NEW DELHI (UCAN) -- Police have arrested Hindu religious leaders, connecting them with terrorism, but the Catholic Church says criminals should not be linked to religions.
Police in Maharashtra state, western India, have arrested eight Hindus, including two self-styled religious leaders and two army officers, for bomb explosions in a Muslim area three months ago.
Those arrested, between Oct. 23 and Nov. 12, also include a retired army officer and three Hindu activists. The police accuse them of aiding and executing twin blasts on Sept. 29 that killed six people in Malegaon, a town 300 kilometers north of Mumbai, the state capital. Mumbai is 1,410 kilometers southwest of New Delhi.
An earlier blast in the town on Sept. 8, 2006, killed 37 people.
Media have claimed the arrests prove Hindu terrorism exists in India and terrorists have infiltrated the Indian army.
However, the Catholic Church opposes religious labeling of terrorists.
"We should not label terrorism with any religion, because it will be equal to blaming a religion and all its followers for the crime," said Father Babu Joseph, spokesperson of the Catholic Bishops' Conference of India.
"Terrorism, no matter from whichever corner it comes, should be denounced by all," the Divine Word priest told UCA News.
The connections between the arrested and organizations that carry Hindu names are unfortunate, the Church official acknowledged. Most of the eight are linked to Vishwa Hindu Parishad (VHP, World Hindu Council) or Abhinav Bharati (New India), another Hindu organization.
Jesuit educator Father Thomas Kunnunkal says it is too early to comment on alleged infiltration of the Indian army by Hindu fanatics, since the investigation has just begun.
Father Kunnunkal, who directs the Jesuit-run Indian Social Institute in New Delhi, said talking about Hindu terrorism politicizes sensitive issues.
"Terror is terror -- it doesn't have a religion," he said, adding that naming terror as Hindu or Muslim is unfair and discredits genuine followers of those religions.
A terrorist connection with Hindu organizations appeared after the Oct. 23 arrest of Pragya Singh Thakur, a 38-year-old Hindu woman ascetic. A motorbike used in the blasts was registered in her name.
Police investigators allege army officers trained the terror squad to use explosives. Colonel Prasad Shrikant Purohit, an officer who has been arrested, allegedly supplied army explosives to terrorists.
Police reportedly suspect similar army-terrorist ties in a bomb attack on a train running between New Delhi and Lahore, Pakistan, on Feb. 19, 2007, that killed 66 people, mostly Pakistanis.
Police are also investigating four other unsolved bomb explosions in predominantly Muslim areas and mosques since 2004, which claimed at least eight lives.
Manoj Joshi, in his Nov. 12 Mail Today newspaper column, referred to the Hindu ideology as a potentially lethal virus in the armed forces. For the past 60 years, the Indian army has remained secular and has not gotten involved in political or sectarian ideologies, he wrote.
He said any army linkage with the "religious identity of the majority community" would be dangerous and leave India's religious minorities, including Muslims and Christians, to a "very uncomfortable" fate.
Leaders of the VHP and pro-Hindu Bharatiya Janata Party (BJP, Indian People's Party) have dismissed the arrests as politically motivated.
A Hindu ideologist, Govindacharya, said terrorism's spread is an "indication of a failing state, unable to govern in just and fair manner."
Hindu terrorism is self-contradictory, because Hinduism does not support violence in any form, he contended. According to his argument, Hinduism is an Indian-born, peace-loving religion, but aggressive proselytism by religions from outside India causes terrorism.
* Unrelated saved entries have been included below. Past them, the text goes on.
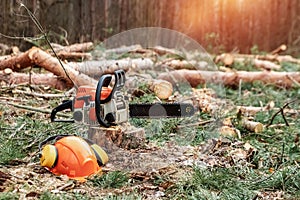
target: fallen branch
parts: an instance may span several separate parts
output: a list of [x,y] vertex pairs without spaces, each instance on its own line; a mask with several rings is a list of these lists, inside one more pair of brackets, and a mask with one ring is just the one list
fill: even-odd
[[253,83],[261,81],[265,84],[274,84],[283,87],[292,87],[294,81],[300,82],[299,72],[219,72],[219,71],[196,71],[196,70],[176,70],[168,73],[161,73],[158,78],[167,80],[173,84],[176,82],[188,82],[192,87],[205,83],[217,83],[226,86],[238,86],[240,81]]
[[[29,111],[33,111],[33,112],[45,113],[45,114],[51,114],[51,112],[52,112],[52,110],[45,109],[45,108],[37,108],[37,107],[19,105],[19,104],[15,104],[15,103],[11,103],[11,102],[6,102],[6,101],[5,102],[0,101],[0,104],[10,105],[10,106],[13,106],[13,107],[16,107],[16,108],[29,110]],[[63,114],[63,113],[57,113],[57,116],[59,116],[59,117],[70,117],[70,115]]]
[[272,116],[272,118],[271,118],[271,120],[270,120],[270,123],[267,125],[267,127],[269,127],[270,125],[272,125],[272,123],[273,123],[275,117],[276,117],[279,113],[281,113],[281,116],[282,116],[282,118],[283,118],[283,120],[284,120],[285,125],[286,125],[286,126],[289,126],[289,123],[288,123],[287,119],[285,118],[285,115],[284,115],[283,110],[284,110],[289,104],[294,103],[295,101],[298,101],[298,99],[294,99],[294,100],[292,100],[292,101],[287,102],[286,104],[284,104],[284,105],[282,106],[282,108],[280,108],[280,109]]
[[66,94],[47,94],[47,93],[43,94],[43,93],[37,93],[37,92],[27,92],[27,91],[23,91],[23,90],[13,90],[13,93],[25,94],[25,95],[30,95],[30,96],[40,97],[40,98],[45,98],[45,99],[67,97]]

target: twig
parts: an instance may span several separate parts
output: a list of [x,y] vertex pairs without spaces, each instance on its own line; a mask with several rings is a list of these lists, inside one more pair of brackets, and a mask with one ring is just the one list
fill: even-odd
[[300,87],[300,83],[298,82],[298,81],[296,81],[293,77],[291,77],[289,74],[288,75],[286,75],[291,81],[293,81],[293,83],[295,84],[295,85],[297,85],[298,87]]
[[181,126],[177,126],[177,129],[182,129],[182,128],[185,128],[185,127],[192,127],[192,126],[202,126],[202,125],[205,125],[205,124],[212,123],[214,121],[216,121],[216,120],[210,119],[210,120],[196,122],[196,123],[192,123],[192,124],[181,125]]
[[36,27],[39,29],[39,31],[42,33],[42,35],[44,36],[44,39],[46,40],[48,46],[50,47],[51,51],[53,52],[54,56],[57,58],[60,66],[63,68],[66,76],[68,77],[68,79],[70,79],[70,81],[73,83],[73,85],[78,88],[78,86],[76,85],[76,83],[71,79],[71,77],[69,76],[67,70],[65,69],[64,65],[62,64],[61,60],[59,59],[58,55],[56,54],[56,52],[54,51],[49,39],[48,39],[48,36],[47,36],[47,33],[46,31],[44,30],[43,26],[40,24],[39,20],[35,17],[35,15],[23,4],[23,3],[20,3],[20,6],[21,7],[24,7],[25,10],[27,11],[29,17],[31,18],[31,20],[33,21],[33,23],[36,25]]
[[297,101],[297,100],[298,100],[298,99],[294,99],[294,100],[292,100],[292,101],[287,102],[286,104],[284,104],[284,105],[283,105],[283,106],[282,106],[282,107],[281,107],[281,108],[280,108],[280,109],[272,116],[270,123],[269,123],[266,127],[268,128],[270,125],[272,125],[272,123],[273,123],[275,117],[276,117],[279,113],[281,113],[282,118],[283,118],[283,120],[284,120],[284,122],[285,122],[285,125],[286,125],[286,126],[289,126],[289,123],[288,123],[288,121],[286,120],[286,118],[285,118],[285,116],[284,116],[283,109],[285,109],[289,104],[294,103],[294,102]]
[[[33,112],[40,112],[40,113],[46,113],[46,114],[51,114],[51,112],[52,112],[52,110],[45,109],[45,108],[35,108],[35,107],[31,107],[31,106],[24,106],[24,105],[19,105],[19,104],[10,103],[10,102],[0,101],[0,104],[7,104],[7,105],[10,105],[10,106],[14,106],[16,108],[30,110],[30,111],[33,111]],[[57,116],[60,116],[60,117],[70,117],[70,115],[63,114],[63,113],[57,113]]]
[[[295,125],[295,123],[289,123],[289,125]],[[273,124],[273,125],[270,125],[268,126],[268,128],[281,128],[281,127],[284,127],[286,126],[286,124]]]
[[23,128],[24,128],[24,126],[26,125],[26,122],[24,123],[24,124],[22,124],[19,128],[17,128],[9,137],[8,137],[8,139],[11,139],[11,138],[13,138],[13,137],[15,137],[15,135],[18,133],[18,132],[20,132]]
[[31,95],[35,97],[42,97],[42,98],[60,98],[60,97],[66,97],[65,94],[42,94],[42,93],[37,93],[37,92],[26,92],[23,90],[14,90],[14,92],[19,93],[19,94],[25,94],[25,95]]

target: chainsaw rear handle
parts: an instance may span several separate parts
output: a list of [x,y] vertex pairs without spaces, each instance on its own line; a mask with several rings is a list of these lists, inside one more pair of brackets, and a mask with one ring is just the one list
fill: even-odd
[[112,122],[109,122],[107,120],[105,120],[102,117],[102,113],[103,113],[103,108],[101,107],[102,104],[105,104],[107,102],[109,102],[112,98],[114,93],[119,90],[120,88],[122,88],[125,84],[125,72],[123,70],[117,70],[114,73],[115,76],[115,84],[113,86],[113,89],[111,91],[111,93],[109,94],[109,96],[104,99],[101,100],[101,91],[103,87],[108,87],[111,79],[112,79],[112,75],[111,74],[105,74],[102,75],[99,79],[99,82],[97,84],[97,88],[96,88],[96,94],[95,94],[95,112],[96,112],[96,117],[98,120],[98,123],[106,128],[110,127],[113,125]]
[[73,119],[56,119],[56,114],[58,112],[66,110],[66,109],[72,110],[72,107],[73,107],[73,101],[68,100],[68,101],[65,101],[64,103],[60,104],[56,108],[54,108],[52,110],[51,116],[50,116],[51,122],[71,122],[71,123],[73,123],[74,122]]

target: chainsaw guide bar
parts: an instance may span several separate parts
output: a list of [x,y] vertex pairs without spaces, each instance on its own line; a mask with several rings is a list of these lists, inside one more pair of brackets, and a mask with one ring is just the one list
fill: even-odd
[[132,118],[190,117],[194,113],[194,107],[188,103],[129,104]]

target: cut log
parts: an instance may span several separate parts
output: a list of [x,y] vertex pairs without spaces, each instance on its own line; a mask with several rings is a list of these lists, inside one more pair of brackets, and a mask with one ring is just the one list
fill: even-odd
[[221,126],[219,128],[219,133],[225,137],[236,137],[241,139],[241,133],[238,129],[230,126]]
[[176,60],[176,59],[166,59],[155,64],[156,67],[163,66],[170,69],[189,69],[189,70],[209,70],[211,66],[206,61],[196,61],[196,60]]
[[[6,70],[7,71],[7,70]],[[61,78],[53,74],[25,74],[18,72],[7,73],[0,71],[0,81],[4,81],[7,84],[24,84],[29,83],[33,85],[46,85],[59,90],[72,87],[72,85],[66,83]]]
[[173,94],[173,86],[169,81],[137,76],[127,77],[126,87],[129,90],[133,90],[132,93],[135,93],[134,91],[140,85],[146,85],[159,99],[168,99]]
[[128,71],[130,69],[134,71],[151,69],[153,67],[153,61],[151,59],[138,58],[138,59],[122,59],[122,60],[93,60],[86,62],[70,62],[68,66],[71,66],[76,71],[99,78],[102,74],[112,74],[114,71],[123,69]]
[[[124,53],[128,53],[128,52],[131,52],[131,51],[136,51],[138,49],[142,49],[142,46],[137,44],[137,45],[131,45],[131,46],[121,46],[121,47],[118,47],[118,48],[110,48],[110,41],[108,40],[108,43],[106,44],[104,42],[104,46],[107,47],[108,49],[105,51],[106,54],[109,54],[109,55],[113,55],[113,54],[124,54]],[[112,45],[114,45],[112,43]]]
[[234,60],[239,60],[239,61],[243,61],[246,59],[259,59],[259,60],[268,60],[271,62],[291,62],[291,63],[295,63],[295,64],[300,64],[300,59],[294,58],[290,55],[271,55],[271,54],[267,54],[267,55],[252,55],[252,54],[232,54],[232,56],[234,57]]
[[69,46],[61,46],[57,44],[51,44],[56,53],[63,52],[88,52],[93,49],[94,44],[92,42],[76,43]]
[[[251,56],[251,57],[249,57]],[[266,70],[279,70],[281,68],[280,65],[273,63],[276,60],[266,60],[263,59],[262,56],[259,56],[259,58],[252,57],[252,55],[249,55],[247,57],[241,57],[240,54],[230,54],[230,53],[224,53],[215,58],[215,62],[222,62],[225,67],[231,66],[234,62],[246,62],[251,61],[253,65],[259,69],[266,69]],[[258,57],[258,56],[257,56]],[[270,55],[270,57],[274,57],[273,55]],[[267,56],[266,56],[267,58]],[[275,58],[273,58],[275,59]]]
[[284,52],[287,50],[287,46],[285,44],[280,45],[279,47],[277,47],[276,49],[274,49],[271,54],[272,55],[277,55],[281,52]]
[[157,63],[156,65],[168,66],[169,68],[172,69],[196,69],[194,64],[186,60],[168,59],[163,62]]
[[62,60],[91,60],[90,53],[60,51],[57,56]]
[[[52,72],[53,74],[62,77],[68,84],[73,84],[73,82],[76,86],[95,86],[97,84],[96,80],[92,79],[91,77],[85,74],[79,73],[72,67],[68,66],[67,64],[64,64],[64,68],[68,73],[67,75],[57,58],[52,57],[47,52],[36,47],[33,47],[24,53],[10,57],[6,60],[1,60],[0,70],[3,70],[5,68],[11,68],[14,71],[18,71],[20,69],[24,69],[33,65],[40,66]],[[69,79],[68,76],[72,81]]]
[[170,54],[170,55],[181,55],[182,54],[182,52],[177,51],[176,49],[170,49],[170,48],[166,48],[166,47],[162,47],[162,46],[149,47],[148,49],[151,49],[152,51],[154,51],[155,53],[157,53],[160,56],[166,55],[166,54]]
[[299,84],[299,72],[219,72],[219,71],[196,71],[196,70],[176,70],[168,73],[161,73],[159,79],[167,80],[173,84],[188,81],[192,87],[199,84],[216,83],[226,86],[238,86],[240,81],[244,83],[253,83],[260,81],[262,83],[274,84],[282,87],[292,87]]
[[230,53],[223,53],[215,58],[215,62],[222,62],[224,66],[228,67],[234,63],[234,57]]
[[264,130],[264,126],[260,122],[254,122],[247,119],[242,120],[242,126],[245,127],[247,130],[260,133]]
[[271,61],[268,61],[268,60],[254,59],[253,64],[257,68],[266,69],[266,70],[279,70],[281,68],[280,65],[277,65],[277,64],[275,64]]

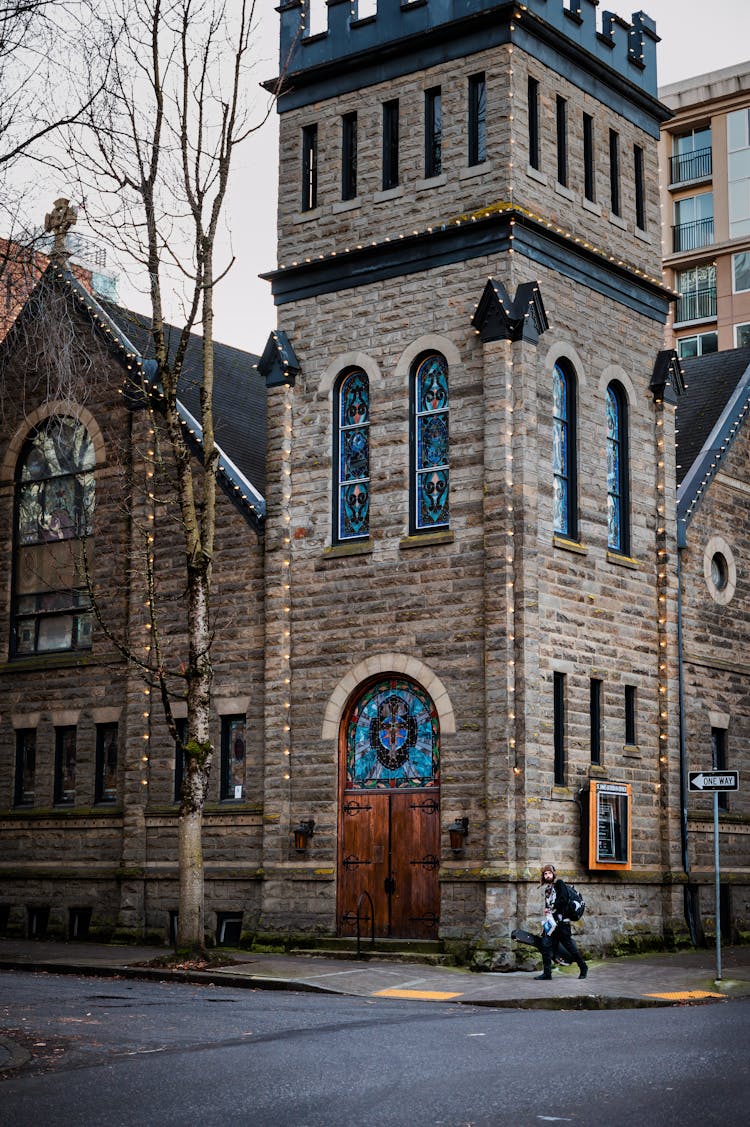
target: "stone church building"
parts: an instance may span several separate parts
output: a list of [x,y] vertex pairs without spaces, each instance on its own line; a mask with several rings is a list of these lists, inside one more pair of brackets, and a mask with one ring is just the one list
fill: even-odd
[[[585,949],[695,939],[712,813],[688,773],[740,767],[750,737],[750,355],[683,371],[663,348],[656,29],[597,24],[596,0],[327,9],[306,35],[302,0],[279,7],[278,328],[219,380],[211,932],[372,922],[512,966],[553,861]],[[146,347],[65,272],[44,284],[102,356],[71,480],[128,553],[144,517],[111,452],[148,461],[119,394]],[[27,342],[3,346],[19,386]],[[167,937],[174,745],[85,605],[24,587],[54,416],[9,397],[0,436],[0,904],[11,930]],[[741,790],[720,815],[734,934]]]

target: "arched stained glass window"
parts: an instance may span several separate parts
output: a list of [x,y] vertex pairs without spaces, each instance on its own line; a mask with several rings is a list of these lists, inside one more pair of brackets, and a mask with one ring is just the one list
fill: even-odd
[[446,528],[450,519],[448,364],[432,353],[414,370],[412,531]]
[[576,379],[568,364],[558,362],[552,371],[554,528],[571,539],[578,536],[576,465]]
[[346,787],[392,790],[440,782],[440,730],[429,696],[388,677],[357,702],[346,732]]
[[345,373],[336,396],[334,540],[370,534],[370,383],[361,368]]
[[618,383],[607,388],[607,544],[630,551],[627,402]]
[[93,530],[93,471],[93,443],[76,419],[47,419],[21,451],[16,471],[15,656],[91,646],[83,541]]

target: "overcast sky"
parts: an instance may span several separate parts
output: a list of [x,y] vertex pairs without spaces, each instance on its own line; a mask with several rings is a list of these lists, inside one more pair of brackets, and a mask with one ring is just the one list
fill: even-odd
[[[323,6],[324,0],[316,3]],[[274,0],[261,6],[259,81],[276,74],[279,20]],[[610,0],[606,7],[629,18],[636,5]],[[750,60],[750,0],[644,0],[643,9],[661,36],[660,85]],[[257,277],[276,263],[276,144],[274,118],[251,139],[235,169],[228,219],[237,261],[216,301],[217,339],[251,352],[262,351],[276,323],[270,287]],[[139,304],[122,287],[121,299]]]

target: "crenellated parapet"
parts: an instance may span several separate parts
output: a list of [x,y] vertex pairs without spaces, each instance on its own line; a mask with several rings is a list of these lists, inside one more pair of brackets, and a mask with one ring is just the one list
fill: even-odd
[[[409,43],[447,42],[458,35],[491,46],[512,36],[523,46],[525,33],[563,36],[600,63],[656,96],[656,34],[644,12],[630,20],[611,11],[597,18],[599,0],[378,0],[374,15],[359,16],[359,0],[326,0],[328,27],[308,34],[309,0],[282,0],[280,73],[301,75],[313,68],[354,65],[373,52],[381,57]],[[369,11],[369,9],[368,9]],[[502,34],[501,34],[502,33]],[[517,35],[516,35],[517,33]]]

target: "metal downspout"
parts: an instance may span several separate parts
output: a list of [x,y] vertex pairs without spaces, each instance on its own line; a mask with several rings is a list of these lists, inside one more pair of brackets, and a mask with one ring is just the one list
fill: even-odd
[[680,839],[682,867],[690,879],[687,824],[687,754],[685,749],[685,678],[682,662],[682,550],[677,548],[677,676],[680,706]]

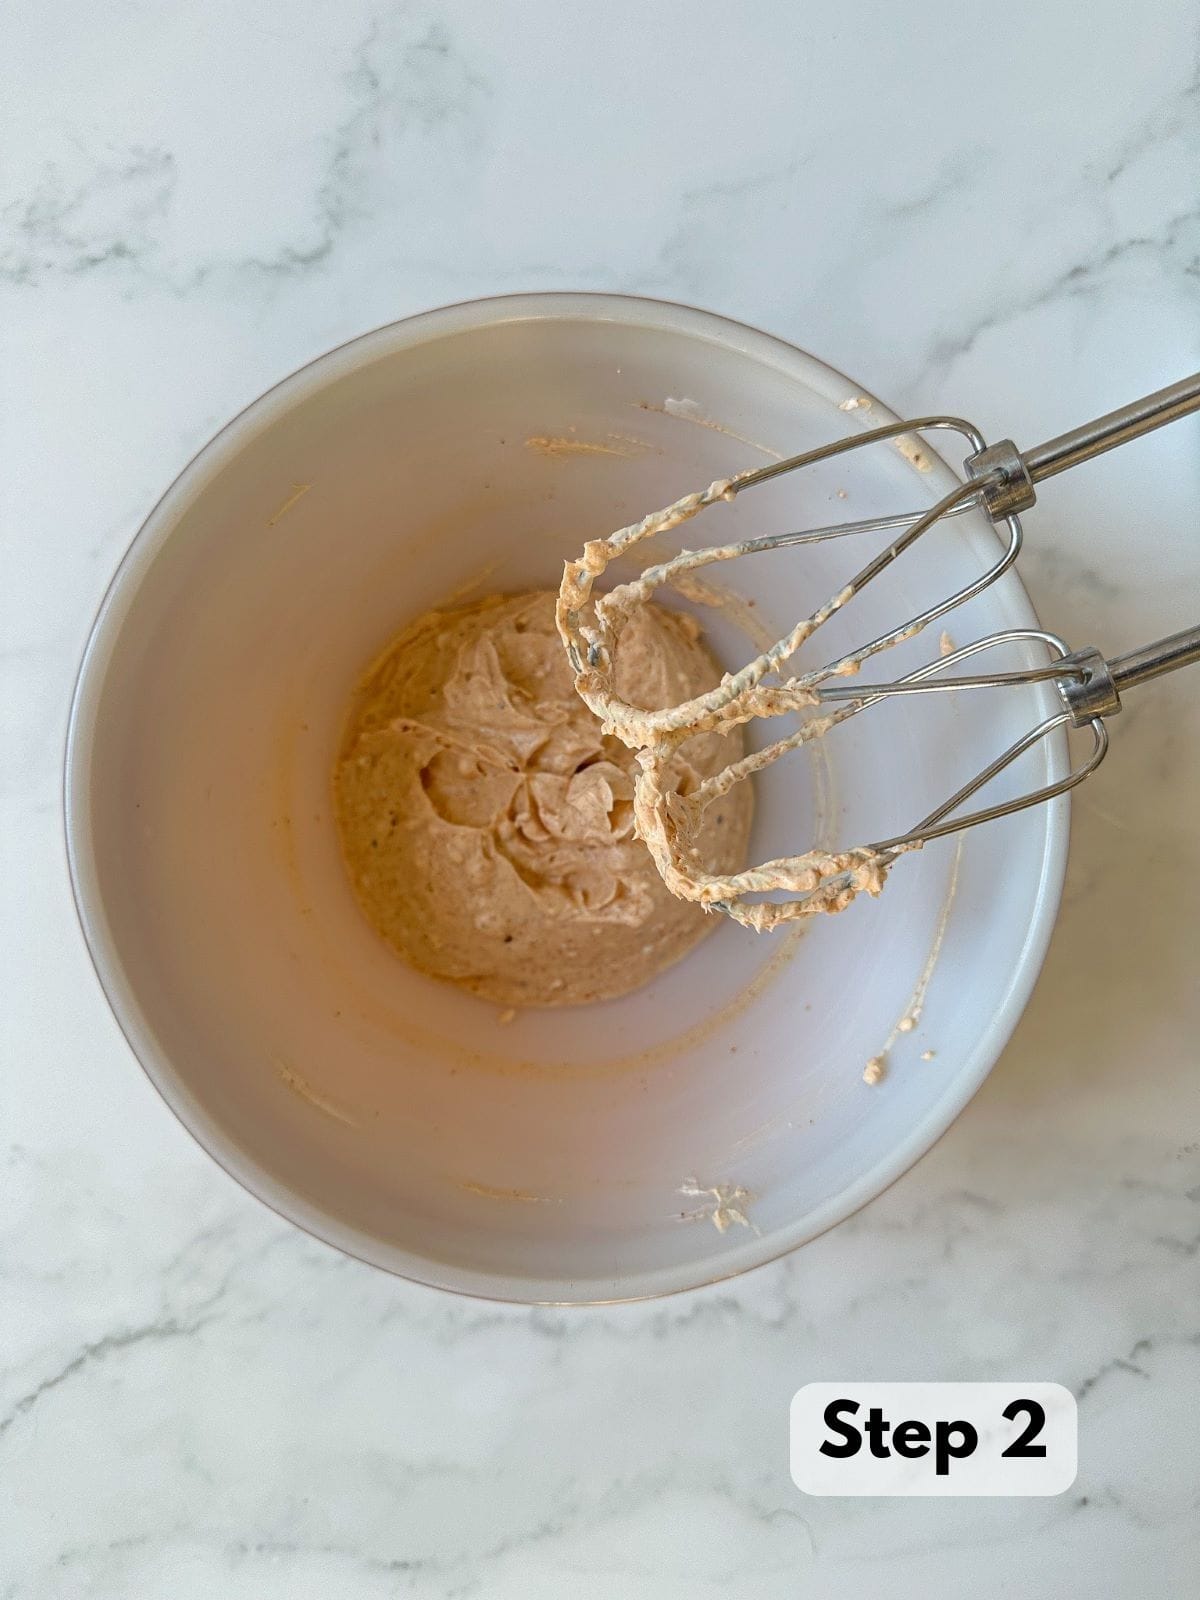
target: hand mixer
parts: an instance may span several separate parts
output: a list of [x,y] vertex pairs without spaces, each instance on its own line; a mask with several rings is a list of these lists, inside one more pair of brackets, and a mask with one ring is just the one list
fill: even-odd
[[[1035,484],[1197,410],[1200,410],[1200,373],[1025,451],[1018,450],[1010,439],[988,446],[979,430],[961,417],[915,417],[837,439],[803,455],[791,456],[733,478],[720,479],[707,489],[685,495],[665,510],[644,517],[607,538],[589,541],[579,560],[566,563],[559,592],[558,629],[575,673],[578,692],[605,724],[606,731],[615,733],[638,753],[634,802],[637,829],[668,887],[683,899],[697,901],[709,910],[724,912],[746,926],[759,929],[814,912],[840,911],[860,892],[878,894],[888,869],[904,852],[919,849],[930,839],[944,834],[1039,805],[1064,794],[1094,772],[1108,750],[1105,718],[1121,709],[1122,691],[1176,667],[1200,661],[1200,627],[1187,628],[1156,644],[1112,659],[1092,646],[1072,650],[1057,635],[1041,629],[1013,628],[976,639],[962,649],[951,650],[893,682],[863,683],[858,681],[858,675],[864,662],[871,657],[915,637],[1007,571],[1021,548],[1020,513],[1034,504]],[[646,568],[640,577],[593,597],[596,580],[618,556],[645,539],[669,532],[719,502],[731,501],[747,489],[785,473],[882,440],[900,440],[906,435],[917,436],[937,430],[960,434],[970,446],[971,454],[964,463],[965,480],[928,511],[870,517],[698,550],[685,549],[669,560]],[[848,605],[936,522],[975,507],[982,507],[993,522],[1003,523],[1007,530],[1003,553],[986,572],[857,650],[815,670],[780,677],[781,669],[806,639]],[[694,581],[691,575],[700,568],[741,556],[891,530],[900,531],[886,549],[835,595],[754,661],[736,673],[726,673],[707,694],[665,710],[647,710],[617,695],[614,652],[622,629],[634,609],[644,604],[656,589],[673,585],[686,593],[689,581]],[[970,657],[1012,643],[1044,646],[1051,659],[1045,666],[1018,672],[960,676],[950,670]],[[850,679],[855,681],[851,683]],[[1021,688],[1045,682],[1057,689],[1061,709],[1031,727],[908,832],[836,854],[810,850],[802,855],[784,856],[724,876],[708,873],[701,867],[695,839],[704,811],[713,800],[727,793],[733,784],[745,781],[809,740],[823,737],[868,706],[900,694]],[[673,757],[695,734],[727,733],[757,717],[811,713],[814,707],[820,708],[821,714],[808,715],[795,731],[731,763],[690,793],[681,792]],[[960,814],[960,808],[972,796],[1025,751],[1055,729],[1064,727],[1086,727],[1092,733],[1090,752],[1064,778],[1016,798]],[[750,898],[754,896],[764,898]]]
VHP leader S.K. Jain told media the investigation was a "witch hunt" aimed at appeasing Muslims ahead of the country's general election in early 2009. BJP leader Rajnath Singh similarly accused the Maharashtra state government of "framing Hindu leaders" for political gains. A coalition headed by the Congress party, the BJP's chief national rival, rules the state.
Newspaper editorials have blamed political parties for politicizing the cases.
To blame all inconvenient truths as political conspiracies strips investigating agencies of their dignity and credibility, The Indian Express said in its Nov. 18 editorial. "To play petty partisan politics over anti-terror investigation at this point will ensure that impartial probes will be impossible in India," the editorial continued.